The EAT has, in Clark v Clark Construction, today provided observations on the relevant criteria to consider when seeking to determine whether a controlling shareholder is also an employee..
Elias P., presiding, set out the following guidelines for tribunals follow (at para. 98):-
1. Where there is a contract ostensibly in place, the onus is on the party seeking to deny its effect to satisfy the court that it is not what it appears to be. This is particularly so where the individual has paid tax and national insurance as an employee; he has on the face of it earned the right to take advantage of the benefits which employees may derive from such payments.
2. The mere fact that the individual has a controlling shareholding does not of itself prevent a contract of employment arising. Nor does the fact that he in practice is able to exercise real or sole control over what the company does.

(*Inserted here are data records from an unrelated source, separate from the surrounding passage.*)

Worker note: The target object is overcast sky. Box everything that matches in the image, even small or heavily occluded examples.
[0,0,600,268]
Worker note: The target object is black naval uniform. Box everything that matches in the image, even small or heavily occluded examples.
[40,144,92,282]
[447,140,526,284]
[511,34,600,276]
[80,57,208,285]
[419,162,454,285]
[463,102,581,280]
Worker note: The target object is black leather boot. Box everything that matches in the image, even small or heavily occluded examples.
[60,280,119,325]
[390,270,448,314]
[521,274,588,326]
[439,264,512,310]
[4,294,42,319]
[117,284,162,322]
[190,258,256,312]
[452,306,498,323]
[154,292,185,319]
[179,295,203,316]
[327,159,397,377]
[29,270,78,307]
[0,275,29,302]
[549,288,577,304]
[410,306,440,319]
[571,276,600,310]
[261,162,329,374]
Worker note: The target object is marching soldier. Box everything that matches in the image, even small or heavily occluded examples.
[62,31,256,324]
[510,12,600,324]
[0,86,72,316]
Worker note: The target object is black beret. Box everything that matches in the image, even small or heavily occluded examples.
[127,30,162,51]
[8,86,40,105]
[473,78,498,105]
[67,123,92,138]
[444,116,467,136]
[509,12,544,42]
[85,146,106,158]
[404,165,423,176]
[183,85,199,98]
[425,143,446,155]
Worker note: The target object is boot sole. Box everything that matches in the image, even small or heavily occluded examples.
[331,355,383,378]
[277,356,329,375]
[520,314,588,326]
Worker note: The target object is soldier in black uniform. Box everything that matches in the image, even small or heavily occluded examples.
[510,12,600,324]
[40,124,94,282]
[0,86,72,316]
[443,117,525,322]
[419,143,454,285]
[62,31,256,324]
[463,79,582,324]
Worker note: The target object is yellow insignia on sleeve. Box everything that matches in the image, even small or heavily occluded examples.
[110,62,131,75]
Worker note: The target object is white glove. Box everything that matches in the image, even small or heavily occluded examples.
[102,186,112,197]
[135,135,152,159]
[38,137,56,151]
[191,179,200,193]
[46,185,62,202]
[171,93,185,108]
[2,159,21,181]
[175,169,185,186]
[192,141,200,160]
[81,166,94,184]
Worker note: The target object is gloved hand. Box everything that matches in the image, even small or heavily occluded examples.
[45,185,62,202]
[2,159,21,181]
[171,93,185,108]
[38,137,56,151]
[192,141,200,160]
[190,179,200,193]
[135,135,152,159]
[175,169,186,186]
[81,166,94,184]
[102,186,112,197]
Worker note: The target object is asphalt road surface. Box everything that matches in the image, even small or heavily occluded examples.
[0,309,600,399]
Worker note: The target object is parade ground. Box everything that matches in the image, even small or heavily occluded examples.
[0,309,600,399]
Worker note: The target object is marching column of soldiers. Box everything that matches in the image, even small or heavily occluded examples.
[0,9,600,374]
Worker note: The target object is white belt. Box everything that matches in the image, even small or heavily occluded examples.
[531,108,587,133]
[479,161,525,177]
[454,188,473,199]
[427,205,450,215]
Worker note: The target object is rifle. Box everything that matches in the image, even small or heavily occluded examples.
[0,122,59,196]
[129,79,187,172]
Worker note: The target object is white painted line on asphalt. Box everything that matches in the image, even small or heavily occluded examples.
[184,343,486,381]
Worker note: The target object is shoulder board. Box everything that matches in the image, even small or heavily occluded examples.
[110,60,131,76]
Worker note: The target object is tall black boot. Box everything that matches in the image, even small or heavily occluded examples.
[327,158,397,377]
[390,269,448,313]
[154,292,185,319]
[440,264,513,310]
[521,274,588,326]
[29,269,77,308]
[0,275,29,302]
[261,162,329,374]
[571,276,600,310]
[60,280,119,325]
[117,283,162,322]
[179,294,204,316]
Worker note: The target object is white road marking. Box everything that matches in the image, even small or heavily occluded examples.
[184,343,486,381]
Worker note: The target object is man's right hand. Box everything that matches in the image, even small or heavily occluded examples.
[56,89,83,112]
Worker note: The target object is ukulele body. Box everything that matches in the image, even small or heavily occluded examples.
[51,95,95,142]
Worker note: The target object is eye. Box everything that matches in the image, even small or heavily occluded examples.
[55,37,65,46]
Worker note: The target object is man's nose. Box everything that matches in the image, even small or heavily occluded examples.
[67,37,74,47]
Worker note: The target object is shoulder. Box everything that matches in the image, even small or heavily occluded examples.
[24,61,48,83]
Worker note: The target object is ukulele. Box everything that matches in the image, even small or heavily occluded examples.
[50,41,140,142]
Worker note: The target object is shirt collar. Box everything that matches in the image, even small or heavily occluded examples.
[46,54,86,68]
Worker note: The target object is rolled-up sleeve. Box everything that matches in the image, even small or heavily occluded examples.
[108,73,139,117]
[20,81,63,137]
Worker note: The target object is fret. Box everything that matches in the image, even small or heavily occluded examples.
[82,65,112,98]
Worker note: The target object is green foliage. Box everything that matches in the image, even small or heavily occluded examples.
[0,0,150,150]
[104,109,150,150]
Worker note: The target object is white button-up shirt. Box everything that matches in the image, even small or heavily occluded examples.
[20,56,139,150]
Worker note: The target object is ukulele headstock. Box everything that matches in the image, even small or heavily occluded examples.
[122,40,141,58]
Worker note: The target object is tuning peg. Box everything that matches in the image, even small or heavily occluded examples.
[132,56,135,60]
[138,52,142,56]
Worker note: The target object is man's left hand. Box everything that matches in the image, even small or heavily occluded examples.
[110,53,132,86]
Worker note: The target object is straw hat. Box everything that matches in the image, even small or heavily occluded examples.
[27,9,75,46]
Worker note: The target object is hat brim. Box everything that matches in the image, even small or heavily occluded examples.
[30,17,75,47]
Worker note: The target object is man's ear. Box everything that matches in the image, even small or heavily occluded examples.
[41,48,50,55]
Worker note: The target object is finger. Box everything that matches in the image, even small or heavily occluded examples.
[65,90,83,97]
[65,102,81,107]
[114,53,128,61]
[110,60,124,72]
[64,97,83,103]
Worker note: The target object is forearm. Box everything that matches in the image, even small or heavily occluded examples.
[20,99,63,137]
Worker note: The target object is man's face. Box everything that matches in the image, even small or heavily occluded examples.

3. Similarly, the fact that he is an entrepreneur, or has built the company up, or will profit from its success, will not be factors militating against a finding that there is a contract in place. Indeed, any controlling shareholder will inevitably benefit from the company's success, as will many employees with share option schemes.
4. If the conduct of the parties is in accordance with the contract that would be a strong pointer towards the contract being valid and binding. For example, this would be so if the individual works the hours stipulated or does not take more than the stipulated holidays.
5. Conversely, if the conduct of the parties is either inconsistent with the contract (in the sense described in para.96) or in certain key areas where one might expect it to be governed by the contract is in fact not so governed, that would be a factor, and potentially a very important one, militating against a finding that the controlling shareholder is in reality an employee.
6. In that context, the assertion that there is a genuine contract will be undermined if the terms have not been identified or reduced into writing. This will be powerful evidence that the contract was not really intended to regulate the relationship in any way.
7. The fact that the individual takes loans from the company or guarantees its debts could exceptionally have some relevance in analysing the true nature of the relationship, but in most cases such factors are unlikely to carry any weight. There is nothing intrinsically inconsistent in a person who is an employee doing these things. Indeed, in many small companies it will be necessary for the controlling shareholder personally to have to give bank guarantees precisely because the company assets are small and no funding will be forthcoming without them.
8. Although the courts have said that the fact of there being a controlling shareholding is always relevant and may be decisive, that does not mean that the fact alone will ever justify a Tribunal in finding that there was no contract in place. The fact that there is a controlling shareholding is what may raise doubts as to whether that individual is truly an employee, but of itself that fact alone does not resolve those doubts one way or another.